Lanleff (/fr/; Lanleñv) is a commune in the Côtes-d'Armor department of Brittany in northwestern France.

==Geography==
===Climate===
Lanleff has an oceanic climate (Köppen climate classification Cfb). The average annual temperature in Lanleff is 11.6 C. The average annual rainfall is 839.3 mm with December as the wettest month. The temperatures are highest on average in July, at around 17.6 C, and lowest in January, at around 6.7 C. The highest temperature ever recorded in Lanleff was 37.5 C on 19 July 2016; the coldest temperature ever recorded was -8.0 C on 11 December 1991.

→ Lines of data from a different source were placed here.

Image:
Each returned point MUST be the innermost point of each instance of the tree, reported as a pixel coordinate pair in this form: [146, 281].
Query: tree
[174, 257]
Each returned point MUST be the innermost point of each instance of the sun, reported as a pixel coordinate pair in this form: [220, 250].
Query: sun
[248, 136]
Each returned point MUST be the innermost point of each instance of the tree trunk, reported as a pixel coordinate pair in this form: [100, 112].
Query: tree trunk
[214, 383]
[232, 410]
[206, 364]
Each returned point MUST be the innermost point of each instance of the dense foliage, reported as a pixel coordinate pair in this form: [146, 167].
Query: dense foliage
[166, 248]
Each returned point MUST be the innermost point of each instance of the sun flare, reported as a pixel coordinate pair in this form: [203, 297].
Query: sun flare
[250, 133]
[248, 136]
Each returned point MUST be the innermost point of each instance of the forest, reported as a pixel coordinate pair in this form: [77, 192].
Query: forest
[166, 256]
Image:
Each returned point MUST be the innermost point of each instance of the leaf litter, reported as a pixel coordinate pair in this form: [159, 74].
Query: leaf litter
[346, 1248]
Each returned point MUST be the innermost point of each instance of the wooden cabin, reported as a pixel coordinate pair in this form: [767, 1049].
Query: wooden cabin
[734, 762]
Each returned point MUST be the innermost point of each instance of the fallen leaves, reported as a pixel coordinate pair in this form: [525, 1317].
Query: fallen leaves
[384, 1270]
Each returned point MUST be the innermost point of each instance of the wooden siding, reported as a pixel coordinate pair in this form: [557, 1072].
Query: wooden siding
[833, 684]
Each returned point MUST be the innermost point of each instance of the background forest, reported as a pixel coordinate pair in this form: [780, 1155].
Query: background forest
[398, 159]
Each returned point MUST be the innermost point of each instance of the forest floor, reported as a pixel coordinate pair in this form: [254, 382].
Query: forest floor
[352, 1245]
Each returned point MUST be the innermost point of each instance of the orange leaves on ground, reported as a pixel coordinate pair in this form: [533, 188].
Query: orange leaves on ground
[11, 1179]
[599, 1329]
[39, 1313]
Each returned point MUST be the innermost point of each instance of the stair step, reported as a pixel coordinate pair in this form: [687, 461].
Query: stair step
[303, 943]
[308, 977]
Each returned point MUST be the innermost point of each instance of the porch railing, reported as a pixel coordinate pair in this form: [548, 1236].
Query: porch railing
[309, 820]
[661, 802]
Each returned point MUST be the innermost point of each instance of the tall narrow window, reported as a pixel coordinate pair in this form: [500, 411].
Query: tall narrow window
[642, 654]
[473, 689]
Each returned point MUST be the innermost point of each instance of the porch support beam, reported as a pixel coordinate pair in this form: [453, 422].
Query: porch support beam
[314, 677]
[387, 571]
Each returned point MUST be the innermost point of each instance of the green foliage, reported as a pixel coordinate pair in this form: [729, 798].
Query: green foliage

Climate data for Lanleff (1981–2010 averages, extremes 1987−present)
| Month | Jan | Feb | Mar | Apr | May | Jun | Jul | Aug | Sep | Oct | Nov | Dec | Year |
| Record high °C (°F) | 17.1 (62.8) | 22.0 (71.6) | 24.9 (76.8) | 28.0 (82.4) | 31.0 (87.8) | 33.4 (92.1) | 37.5 (99.5) | 37.0 (98.6) | 32.0 (89.6) | 30.9 (87.6) | 21.7 (71.1) | 18.0 (64.4) | 37.5 (99.5) |
| Mean daily maximum °C (°F) | 9.5 (49.1) | 10.1 (50.2) | 12.3 (54.1) | 13.9 (57.0) | 17.3 (63.1) | 20.1 (68.2) | 22.2 (72.0) | 22.6 (72.7) | 20.2 (68.4) | 16.5 (61.7) | 12.3 (54.1) | 9.6 (49.3) | 15.6 (60.1) |
| Daily mean °C (°F) | 6.7 (44.1) | 7.0 (44.6) | 8.5 (47.3) | 9.6 (49.3) | 12.8 (55.0) | 15.3 (59.5) | 17.3 (63.1) | 17.6 (63.7) | 15.5 (59.9) | 12.7 (54.9) | 9.1 (48.4) | 6.8 (44.2) | 11.6 (52.9) |
| Mean daily minimum °C (°F) | 3.9 (39.0) | 3.8 (38.8) | 4.7 (40.5) | 5.4 (41.7) | 8.3 (46.9) | 10.5 (50.9) | 12.4 (54.3) | 12.6 (54.7) | 10.9 (51.6) | 8.9 (48.0) | 6.0 (42.8) | 4.1 (39.4) | 7.6 (45.7) |
| Record low °C (°F) | −8.0 (17.6) | −8.0 (17.6) | −3.6 (25.5) | −3.0 (26.6) | −1.4 (29.5) | 2.0 (35.6) | 4.2 (39.6) | 4.8 (40.6) | 1.9 (35.4) | −3.5 (25.7) | −5.5 (22.1) | −8.0 (17.6) | −8.0 (17.6) |
| Average precipitation mm (inches) | 84.9 (3.34) | 78.2 (3.08) | 60.1 (2.37) | 71.8 (2.83) | 60.2 (2.37) | 50.1 (1.97) | 49.2 (1.94) | 45.9 (1.81) | 57.1 (2.25) | 85.4 (3.36) | 97.0 (3.82) | 99.4 (3.91) | 839.3 (33.04) |
| Average precipitation days (≥ 1.0 mm) | 14.0 | 13.0 | 11.5 | 12.0 | 9.5 | 8.0 | 8.5 | 7.7 | 9.1 | 13.9 | 15.1 | 14.6 | 136.9 |
Source: Météo France

==Population==

Inhabitants of Lanleff are called lanleffois in French.